1. Bestandsaufnahme am geplanten Standort der Ganztagsschule

- Schulträger
- Schule, an der das Ganztagsangebot geplant ist
- Zügigkeit der Schule
- Entwicklung der Schülerzahlen
- Bausubstanz, Raumausstattung
- Verkehrsanbindung und Schülerbeförderung
- organisatorische und pädagogische Besonderheiten (bereits bestehendes Ganztagsangebot, Betreuungsangebot, Unterricht am Nachmittag, Integration beeinträchtigter Schülerinnen und Schüler oder Ähnliches)

2. Bestandsaufnahme im Umfeld der Schule

- Ganztags- oder Betreuungsangebote benachbarter Schulen
- Ganztagsbetreuung in Kindertagesstätten

3. Schulisches Bedürfnis für eine Ganztagsschule

- Quantifizierte und qualifizierte Begründung des Bedarfs, z.

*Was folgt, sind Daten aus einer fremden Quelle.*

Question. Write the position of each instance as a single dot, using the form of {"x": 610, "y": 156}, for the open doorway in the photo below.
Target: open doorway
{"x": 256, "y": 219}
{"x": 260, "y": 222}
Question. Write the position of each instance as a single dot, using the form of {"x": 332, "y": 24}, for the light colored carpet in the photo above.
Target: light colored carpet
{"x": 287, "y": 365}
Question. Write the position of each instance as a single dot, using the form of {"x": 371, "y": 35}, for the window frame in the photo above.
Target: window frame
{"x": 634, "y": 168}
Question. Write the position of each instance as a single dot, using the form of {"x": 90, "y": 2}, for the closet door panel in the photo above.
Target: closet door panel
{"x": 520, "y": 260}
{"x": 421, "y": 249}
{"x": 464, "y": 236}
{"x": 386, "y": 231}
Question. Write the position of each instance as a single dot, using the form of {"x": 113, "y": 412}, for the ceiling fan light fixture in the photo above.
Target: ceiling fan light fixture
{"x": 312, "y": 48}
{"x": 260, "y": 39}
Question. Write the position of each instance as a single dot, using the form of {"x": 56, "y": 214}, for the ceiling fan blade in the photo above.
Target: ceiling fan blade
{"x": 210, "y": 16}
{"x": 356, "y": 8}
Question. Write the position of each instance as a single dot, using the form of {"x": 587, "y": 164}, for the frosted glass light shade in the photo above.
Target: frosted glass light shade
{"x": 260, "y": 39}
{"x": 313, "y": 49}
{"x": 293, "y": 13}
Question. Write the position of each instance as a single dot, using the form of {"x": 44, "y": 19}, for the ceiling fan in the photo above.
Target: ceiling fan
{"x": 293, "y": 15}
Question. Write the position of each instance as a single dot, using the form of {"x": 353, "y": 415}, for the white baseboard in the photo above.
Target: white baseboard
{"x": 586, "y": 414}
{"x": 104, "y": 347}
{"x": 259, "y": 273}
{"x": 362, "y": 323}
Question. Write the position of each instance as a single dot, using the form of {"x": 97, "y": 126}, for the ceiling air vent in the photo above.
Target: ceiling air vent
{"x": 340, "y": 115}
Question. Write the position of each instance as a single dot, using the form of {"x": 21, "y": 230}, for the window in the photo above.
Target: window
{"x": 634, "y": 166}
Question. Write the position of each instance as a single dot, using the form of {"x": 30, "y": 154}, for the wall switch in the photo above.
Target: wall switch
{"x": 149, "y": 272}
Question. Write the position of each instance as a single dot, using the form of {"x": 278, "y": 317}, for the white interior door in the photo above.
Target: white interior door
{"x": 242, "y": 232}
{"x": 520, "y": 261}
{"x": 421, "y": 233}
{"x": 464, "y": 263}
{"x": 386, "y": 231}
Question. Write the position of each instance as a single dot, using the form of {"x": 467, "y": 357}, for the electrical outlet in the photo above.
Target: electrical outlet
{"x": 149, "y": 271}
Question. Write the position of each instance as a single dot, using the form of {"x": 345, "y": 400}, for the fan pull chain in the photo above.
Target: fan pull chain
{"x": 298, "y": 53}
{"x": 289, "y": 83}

B. durch eine Elternbefragung (unter Berücksichtigung der bisherigen Betreuungsangebote)
- Prognose für ein längerfristiges schulisches Bedürfnis

4. Konzeption des gewünschten Ganztagsschulangebotes

- Umfang (Teilangebot oder Erweiterung der gesamten Schule zur Ganztagsschule)
- Bei Erweiterung der gesamten Schule: Alternativen für Schülerinnen und Schüler, die kein Ganztagsangebot wünschen
- Organisation des Mittagessens (unterschiedliche Möglichkeiten sind gegeben)
- Grundzüge der pädagogischen und organisatorischen Konzeption

5. Regionale Abstimmungen

- Beabsichtigte weitere Ganztagsschulen am Schulort und (soweit bekannt) in der Region
- Hinweise zum Einzugsgebiet des Ganztagsangebotes
- Organisation der Schülerbeförderung
- Stand der Abstimmung mit Trägern außerschulischer Betreuungsangebote, z.B. Einrichtungen der örtlichen Träger der Jugendhilfe
- ggf. Erweiterungsabsichten für diese Angebote.

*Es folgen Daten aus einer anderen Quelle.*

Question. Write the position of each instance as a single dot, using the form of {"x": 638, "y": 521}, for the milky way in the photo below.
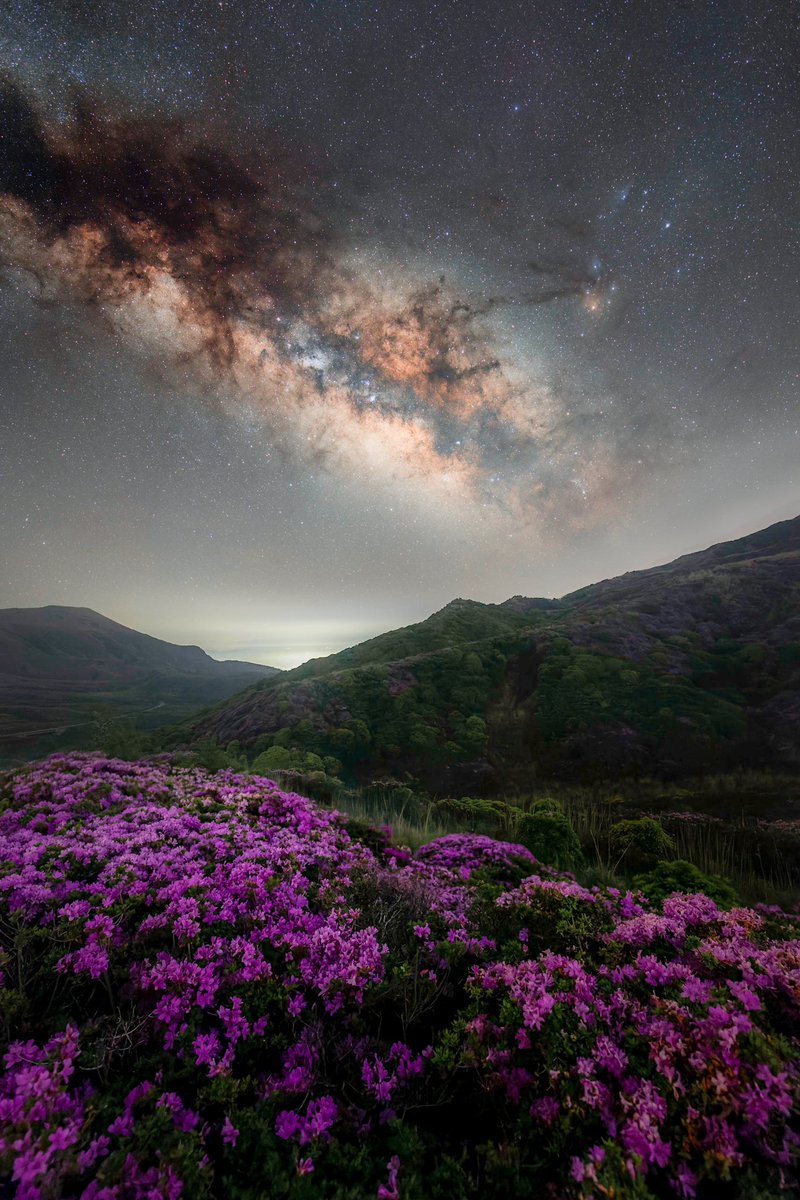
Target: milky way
{"x": 198, "y": 258}
{"x": 382, "y": 305}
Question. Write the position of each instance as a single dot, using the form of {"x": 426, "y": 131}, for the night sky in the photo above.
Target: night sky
{"x": 316, "y": 316}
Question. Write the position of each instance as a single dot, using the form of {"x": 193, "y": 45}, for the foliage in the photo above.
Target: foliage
{"x": 639, "y": 843}
{"x": 212, "y": 989}
{"x": 681, "y": 876}
{"x": 546, "y": 829}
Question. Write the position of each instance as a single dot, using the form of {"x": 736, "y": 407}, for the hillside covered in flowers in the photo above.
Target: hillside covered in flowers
{"x": 211, "y": 988}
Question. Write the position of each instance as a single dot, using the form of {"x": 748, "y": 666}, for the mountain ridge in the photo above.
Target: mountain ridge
{"x": 60, "y": 664}
{"x": 691, "y": 665}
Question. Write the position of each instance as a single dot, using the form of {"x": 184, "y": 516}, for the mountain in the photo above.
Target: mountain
{"x": 684, "y": 669}
{"x": 60, "y": 664}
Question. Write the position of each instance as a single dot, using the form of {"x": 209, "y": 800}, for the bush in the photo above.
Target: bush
{"x": 641, "y": 843}
{"x": 681, "y": 876}
{"x": 547, "y": 832}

6. Stellungnahmen kommunaler und schulischer Gremien

- Schulträger
- Schulelternbeirat
- Schulausschuss
- Gesamtkonferenz
- Schülervertretung
- örtlicher Personalrat

Personalzuweisung und Festlegung von Gruppengrößen für die Ganztagsschule

Die Berechnung der Personalzuweisung erfolgt in Lehrerwochenstunden (LWS). In der Regel die Hälfte bis 2/3 des Stundenansatzes ist für die Zuweisung von Lehrkräften vorgesehen.
Der Rest steht zur Verfügung für
- unbefristete/befristete Beschäftigungen von pädagogischen Fachkräften,
- Geldmittel, die die Schulen zum Abschluss von Dienstverträgen, Gestellungsverträgen, usw. erhalten können.

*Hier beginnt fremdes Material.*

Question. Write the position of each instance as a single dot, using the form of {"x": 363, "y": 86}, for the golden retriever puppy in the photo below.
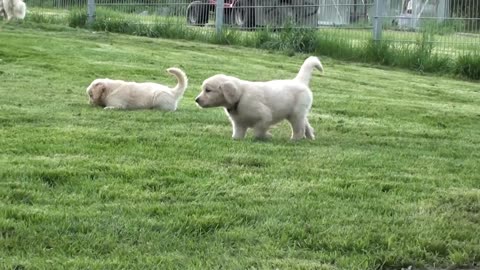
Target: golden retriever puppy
{"x": 259, "y": 105}
{"x": 13, "y": 9}
{"x": 117, "y": 94}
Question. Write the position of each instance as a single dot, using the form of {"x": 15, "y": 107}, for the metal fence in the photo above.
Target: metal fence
{"x": 452, "y": 26}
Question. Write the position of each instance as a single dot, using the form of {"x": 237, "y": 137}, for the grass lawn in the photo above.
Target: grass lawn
{"x": 392, "y": 180}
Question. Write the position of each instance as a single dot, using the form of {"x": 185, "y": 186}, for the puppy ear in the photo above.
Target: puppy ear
{"x": 230, "y": 92}
{"x": 98, "y": 90}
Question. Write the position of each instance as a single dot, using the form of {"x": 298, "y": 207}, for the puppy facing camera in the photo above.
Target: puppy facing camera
{"x": 259, "y": 105}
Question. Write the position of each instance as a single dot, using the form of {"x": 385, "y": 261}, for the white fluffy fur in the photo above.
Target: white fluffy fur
{"x": 13, "y": 9}
{"x": 259, "y": 105}
{"x": 117, "y": 94}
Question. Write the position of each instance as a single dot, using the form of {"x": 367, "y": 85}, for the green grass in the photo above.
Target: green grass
{"x": 392, "y": 179}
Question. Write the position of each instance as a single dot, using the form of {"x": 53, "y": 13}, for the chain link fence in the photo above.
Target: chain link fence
{"x": 452, "y": 27}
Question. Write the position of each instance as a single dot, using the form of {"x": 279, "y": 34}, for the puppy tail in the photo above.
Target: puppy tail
{"x": 182, "y": 81}
{"x": 305, "y": 73}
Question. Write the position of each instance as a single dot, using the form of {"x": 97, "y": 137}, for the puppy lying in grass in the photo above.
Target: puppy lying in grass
{"x": 259, "y": 105}
{"x": 117, "y": 94}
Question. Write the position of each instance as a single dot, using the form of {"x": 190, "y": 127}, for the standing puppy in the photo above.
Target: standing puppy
{"x": 259, "y": 105}
{"x": 13, "y": 9}
{"x": 117, "y": 94}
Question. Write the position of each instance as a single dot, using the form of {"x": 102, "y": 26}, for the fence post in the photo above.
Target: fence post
{"x": 378, "y": 20}
{"x": 219, "y": 10}
{"x": 90, "y": 11}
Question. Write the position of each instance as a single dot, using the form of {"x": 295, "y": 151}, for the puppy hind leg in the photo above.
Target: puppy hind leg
{"x": 239, "y": 131}
{"x": 298, "y": 127}
{"x": 261, "y": 131}
{"x": 309, "y": 131}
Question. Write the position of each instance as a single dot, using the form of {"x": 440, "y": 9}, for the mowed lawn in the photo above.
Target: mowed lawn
{"x": 392, "y": 180}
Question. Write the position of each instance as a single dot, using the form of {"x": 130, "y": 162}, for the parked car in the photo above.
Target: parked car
{"x": 253, "y": 13}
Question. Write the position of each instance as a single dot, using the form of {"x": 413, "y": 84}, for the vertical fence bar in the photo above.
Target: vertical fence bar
{"x": 378, "y": 20}
{"x": 219, "y": 15}
{"x": 90, "y": 11}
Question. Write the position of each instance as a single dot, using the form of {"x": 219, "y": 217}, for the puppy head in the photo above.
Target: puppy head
{"x": 219, "y": 90}
{"x": 95, "y": 92}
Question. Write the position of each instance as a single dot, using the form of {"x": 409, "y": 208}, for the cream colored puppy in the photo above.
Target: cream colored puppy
{"x": 13, "y": 9}
{"x": 259, "y": 105}
{"x": 117, "y": 94}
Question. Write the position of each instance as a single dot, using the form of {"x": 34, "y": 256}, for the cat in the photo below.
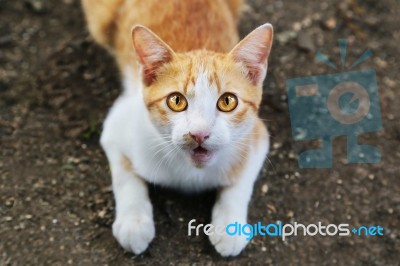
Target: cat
{"x": 188, "y": 115}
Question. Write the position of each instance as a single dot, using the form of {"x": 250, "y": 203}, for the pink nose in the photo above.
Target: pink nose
{"x": 199, "y": 137}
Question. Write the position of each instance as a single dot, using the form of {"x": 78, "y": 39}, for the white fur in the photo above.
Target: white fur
{"x": 157, "y": 157}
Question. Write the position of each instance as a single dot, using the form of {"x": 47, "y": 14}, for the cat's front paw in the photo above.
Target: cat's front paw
{"x": 227, "y": 245}
{"x": 134, "y": 232}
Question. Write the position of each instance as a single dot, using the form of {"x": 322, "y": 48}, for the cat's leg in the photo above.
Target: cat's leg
{"x": 133, "y": 226}
{"x": 232, "y": 204}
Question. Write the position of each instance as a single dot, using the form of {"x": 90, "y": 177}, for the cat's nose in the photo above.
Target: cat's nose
{"x": 199, "y": 137}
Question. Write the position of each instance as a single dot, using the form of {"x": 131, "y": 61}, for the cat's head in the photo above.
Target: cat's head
{"x": 203, "y": 102}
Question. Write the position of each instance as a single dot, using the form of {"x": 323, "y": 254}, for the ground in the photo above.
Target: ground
{"x": 56, "y": 85}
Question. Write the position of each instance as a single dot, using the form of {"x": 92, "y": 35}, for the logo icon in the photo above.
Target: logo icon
{"x": 342, "y": 104}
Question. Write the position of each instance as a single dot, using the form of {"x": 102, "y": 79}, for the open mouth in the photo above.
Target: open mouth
{"x": 201, "y": 155}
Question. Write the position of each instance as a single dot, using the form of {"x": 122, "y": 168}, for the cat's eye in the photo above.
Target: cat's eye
{"x": 177, "y": 102}
{"x": 227, "y": 102}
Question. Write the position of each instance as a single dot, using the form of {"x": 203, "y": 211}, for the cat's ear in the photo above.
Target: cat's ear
{"x": 253, "y": 52}
{"x": 151, "y": 51}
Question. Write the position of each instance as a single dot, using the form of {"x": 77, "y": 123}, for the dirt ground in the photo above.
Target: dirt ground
{"x": 56, "y": 85}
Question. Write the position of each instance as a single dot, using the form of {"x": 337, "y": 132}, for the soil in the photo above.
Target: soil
{"x": 56, "y": 85}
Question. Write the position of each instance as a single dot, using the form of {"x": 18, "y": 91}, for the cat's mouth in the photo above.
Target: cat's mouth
{"x": 201, "y": 155}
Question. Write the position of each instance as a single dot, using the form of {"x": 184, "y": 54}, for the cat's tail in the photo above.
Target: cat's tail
{"x": 101, "y": 16}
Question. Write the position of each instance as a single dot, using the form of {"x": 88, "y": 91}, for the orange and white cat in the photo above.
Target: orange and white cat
{"x": 188, "y": 115}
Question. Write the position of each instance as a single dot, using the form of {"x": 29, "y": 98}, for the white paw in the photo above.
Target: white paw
{"x": 134, "y": 232}
{"x": 225, "y": 244}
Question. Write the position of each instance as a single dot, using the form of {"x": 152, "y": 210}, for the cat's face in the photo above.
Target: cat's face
{"x": 203, "y": 103}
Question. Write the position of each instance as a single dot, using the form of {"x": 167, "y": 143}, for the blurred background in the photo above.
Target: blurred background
{"x": 56, "y": 85}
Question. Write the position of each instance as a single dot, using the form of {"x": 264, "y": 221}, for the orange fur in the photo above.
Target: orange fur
{"x": 184, "y": 25}
{"x": 183, "y": 36}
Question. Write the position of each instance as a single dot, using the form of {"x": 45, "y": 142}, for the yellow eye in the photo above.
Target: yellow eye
{"x": 177, "y": 102}
{"x": 227, "y": 102}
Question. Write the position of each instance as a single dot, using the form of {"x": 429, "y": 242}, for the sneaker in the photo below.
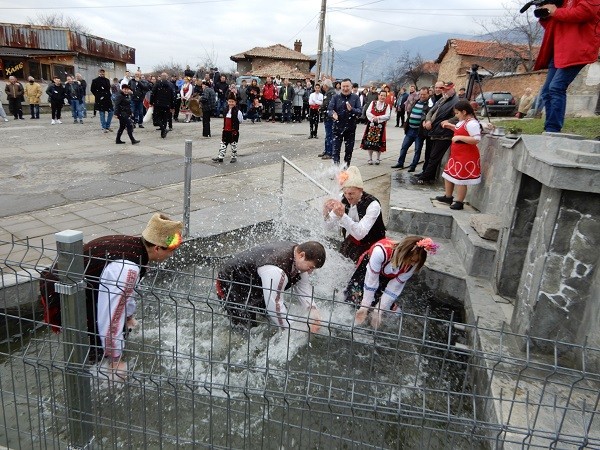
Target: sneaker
{"x": 444, "y": 199}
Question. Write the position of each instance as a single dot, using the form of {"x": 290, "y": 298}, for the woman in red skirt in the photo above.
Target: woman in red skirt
{"x": 464, "y": 167}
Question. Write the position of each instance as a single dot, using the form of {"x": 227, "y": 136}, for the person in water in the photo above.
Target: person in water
{"x": 253, "y": 282}
{"x": 381, "y": 274}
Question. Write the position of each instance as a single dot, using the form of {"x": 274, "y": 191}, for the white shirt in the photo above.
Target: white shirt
{"x": 274, "y": 281}
{"x": 316, "y": 98}
{"x": 115, "y": 303}
{"x": 358, "y": 229}
{"x": 394, "y": 288}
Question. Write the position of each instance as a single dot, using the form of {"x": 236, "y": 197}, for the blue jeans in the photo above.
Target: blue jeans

Für die einzelnen Schularten gelten folgende Parameter:

· Grundschule - Mindestteilnehmerzahl: 36 - Sockel: 26 LWS
Weitere LWS: Stundenzuweisung für jeden zusätzlichen Schüler über 36 = 0,5 LWS

· Schulen der Sekundarstufe I - Mindestteilnehmerzahl: 54 - Sockel: 34 LWS
Weitere LWS: Stundenzuweisung für jeden zusätzlichen Schüler über 54 = 0,5 LWS

· Schulen mit dem Förderschwerpunkt Lernen - Mindestteilnehmerzahl: 26
Hier gilt die Zuweisungsformel der VV „Unterrichtsorganisation an Sonderschulen" vom 03. Mai 2000 (Gemeinsames Amtsbl. S 134): Die Zuweisung beträgt 6,25 LWS pro Klasse mehr als die Zuweisung für die Halbtagsform. Ferner erhält die Ganztagsform zusätzlich 8 Wochenstunden pro Klasse für pädagogische Fachkräfte.

Für die Bewältigung der organisatorischen Aufgaben ist darüber hinaus für alle Schularten eine Anrechnungspauschale vorgesehen, die zunächst aber noch das notwendige Beteiligungsverfahren in den Personalvertretungen durchläuft.